I wonder if all older men are as wonderful as Kendrick. He has such a calm, soothing voice. It’s masculine and sexy. The kind of voice that would be perfect for an audiobook. I could listen to him speak all damn day.

He’s attentive, too. I can’t recall a single person in my entire life who has engaged in conversations with me like he does. He’s never distracted and doesn’t appear uninterested. I feel like he genuinely wants to get to know me.

Every little thing about him is fascinating, too. He’s already lived an entire lifetime longer than I have. He’s done so much. He has such a long list of admirable accomplishments. But Kendrick is humble, too. The number of times he’s told me that there are so many things he wants to do for the school is mesmerizing.

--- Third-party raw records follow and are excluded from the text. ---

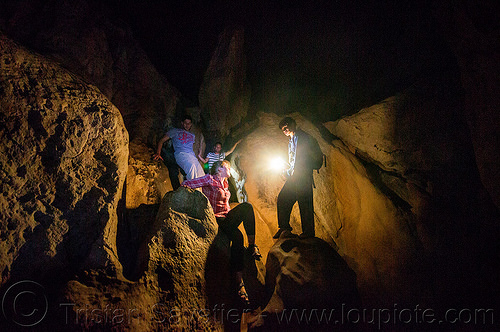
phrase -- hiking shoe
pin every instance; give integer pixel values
(305, 236)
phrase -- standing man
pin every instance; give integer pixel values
(299, 184)
(182, 141)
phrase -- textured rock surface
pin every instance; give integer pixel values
(225, 92)
(147, 180)
(63, 161)
(103, 52)
(473, 35)
(172, 261)
(307, 275)
(426, 174)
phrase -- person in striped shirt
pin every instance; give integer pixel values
(215, 186)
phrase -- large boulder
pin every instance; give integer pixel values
(399, 196)
(63, 160)
(225, 92)
(307, 278)
(472, 35)
(83, 36)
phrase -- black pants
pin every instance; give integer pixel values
(173, 169)
(297, 189)
(229, 225)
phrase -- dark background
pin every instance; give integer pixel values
(325, 58)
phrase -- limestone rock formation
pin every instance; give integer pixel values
(416, 151)
(170, 292)
(306, 275)
(225, 92)
(472, 34)
(64, 151)
(104, 53)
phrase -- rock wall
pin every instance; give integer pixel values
(64, 151)
(170, 291)
(225, 92)
(472, 32)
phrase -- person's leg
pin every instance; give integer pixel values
(305, 199)
(244, 213)
(286, 199)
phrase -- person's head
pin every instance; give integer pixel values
(288, 126)
(218, 147)
(186, 122)
(221, 168)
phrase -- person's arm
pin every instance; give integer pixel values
(198, 182)
(232, 149)
(157, 155)
(204, 160)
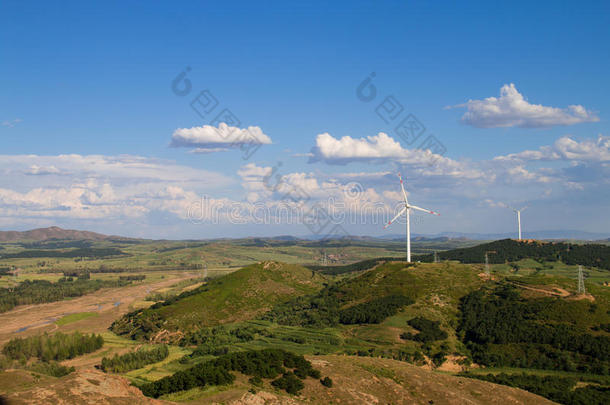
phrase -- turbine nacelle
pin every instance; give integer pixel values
(407, 208)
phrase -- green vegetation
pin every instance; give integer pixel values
(51, 368)
(558, 389)
(70, 318)
(429, 331)
(41, 291)
(503, 329)
(134, 360)
(350, 268)
(370, 294)
(79, 252)
(241, 295)
(509, 250)
(262, 364)
(289, 382)
(52, 347)
(327, 382)
(374, 311)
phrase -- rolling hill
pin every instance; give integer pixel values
(53, 232)
(242, 295)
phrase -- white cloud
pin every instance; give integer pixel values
(36, 170)
(98, 187)
(207, 138)
(381, 149)
(511, 109)
(566, 148)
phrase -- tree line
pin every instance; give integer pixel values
(56, 347)
(374, 311)
(41, 291)
(429, 331)
(327, 308)
(510, 250)
(134, 360)
(348, 268)
(502, 329)
(267, 363)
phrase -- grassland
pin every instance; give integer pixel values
(237, 300)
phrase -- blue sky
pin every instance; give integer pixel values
(86, 94)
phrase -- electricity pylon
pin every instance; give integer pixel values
(487, 268)
(581, 281)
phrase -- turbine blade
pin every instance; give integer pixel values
(394, 219)
(424, 210)
(403, 189)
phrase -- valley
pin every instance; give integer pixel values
(382, 330)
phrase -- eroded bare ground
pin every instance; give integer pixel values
(82, 387)
(365, 380)
(109, 303)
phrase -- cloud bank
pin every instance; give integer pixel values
(511, 109)
(207, 138)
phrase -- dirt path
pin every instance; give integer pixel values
(109, 303)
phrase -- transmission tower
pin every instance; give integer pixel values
(487, 267)
(581, 281)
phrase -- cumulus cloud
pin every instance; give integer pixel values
(98, 186)
(511, 109)
(207, 138)
(36, 170)
(566, 148)
(381, 149)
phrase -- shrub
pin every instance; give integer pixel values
(327, 382)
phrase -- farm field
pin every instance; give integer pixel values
(258, 307)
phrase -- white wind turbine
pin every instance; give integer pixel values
(407, 208)
(518, 212)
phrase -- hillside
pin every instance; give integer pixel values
(53, 232)
(415, 281)
(238, 296)
(510, 250)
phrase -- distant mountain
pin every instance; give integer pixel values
(552, 234)
(53, 232)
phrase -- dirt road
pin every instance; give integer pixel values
(109, 303)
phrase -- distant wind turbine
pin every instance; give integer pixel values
(519, 218)
(407, 208)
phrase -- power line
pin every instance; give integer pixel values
(581, 281)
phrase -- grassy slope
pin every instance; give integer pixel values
(241, 295)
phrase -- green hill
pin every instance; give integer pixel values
(238, 296)
(510, 250)
(369, 292)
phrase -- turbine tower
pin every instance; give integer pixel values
(581, 281)
(407, 208)
(518, 212)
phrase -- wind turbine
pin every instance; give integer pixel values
(519, 218)
(407, 208)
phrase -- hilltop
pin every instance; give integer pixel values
(54, 232)
(510, 250)
(238, 296)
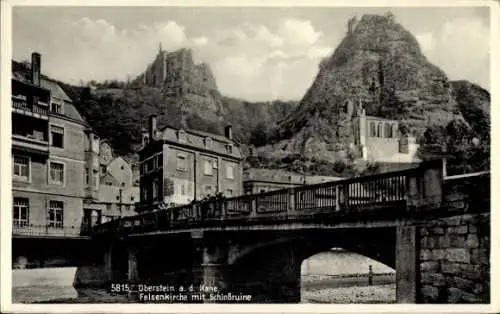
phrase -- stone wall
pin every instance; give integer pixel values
(454, 260)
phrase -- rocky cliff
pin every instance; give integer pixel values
(378, 64)
(191, 85)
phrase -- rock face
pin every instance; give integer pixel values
(474, 104)
(192, 85)
(378, 65)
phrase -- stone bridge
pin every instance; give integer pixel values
(433, 230)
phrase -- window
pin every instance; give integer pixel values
(156, 189)
(230, 171)
(207, 167)
(56, 175)
(20, 216)
(21, 168)
(379, 130)
(394, 130)
(87, 176)
(56, 212)
(208, 143)
(56, 107)
(151, 164)
(181, 136)
(181, 162)
(388, 130)
(159, 161)
(57, 136)
(208, 189)
(373, 131)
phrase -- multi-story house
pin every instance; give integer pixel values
(179, 166)
(264, 180)
(119, 187)
(380, 140)
(51, 147)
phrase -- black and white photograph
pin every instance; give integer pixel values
(261, 154)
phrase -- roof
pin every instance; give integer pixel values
(203, 134)
(283, 176)
(21, 73)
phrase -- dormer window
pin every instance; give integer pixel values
(56, 107)
(181, 136)
(208, 143)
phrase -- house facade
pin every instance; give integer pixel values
(64, 178)
(119, 186)
(179, 166)
(48, 155)
(380, 140)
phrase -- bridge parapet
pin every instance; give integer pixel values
(398, 193)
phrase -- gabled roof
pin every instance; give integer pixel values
(203, 134)
(22, 73)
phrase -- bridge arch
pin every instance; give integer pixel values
(274, 266)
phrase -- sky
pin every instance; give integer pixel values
(256, 54)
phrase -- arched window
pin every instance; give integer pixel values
(388, 130)
(379, 130)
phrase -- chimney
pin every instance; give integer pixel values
(228, 132)
(152, 127)
(35, 68)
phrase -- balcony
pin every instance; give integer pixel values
(44, 231)
(37, 110)
(30, 144)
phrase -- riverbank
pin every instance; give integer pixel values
(382, 294)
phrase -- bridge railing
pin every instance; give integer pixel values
(31, 230)
(468, 192)
(354, 194)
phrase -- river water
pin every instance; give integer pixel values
(56, 284)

Not once has he named something that he wants for himself. I’ve never heard him speak of a selfish wish. I’m over here wanting to be a professional football player and then open a library. Not a library because I want to serve a greater good, butbecause I desperately want the kind of library I can’t find. And since I can’t find it, I want to build it.

For me. Yes, I’ll share it with the world, but ultimately, I want to build it for myself.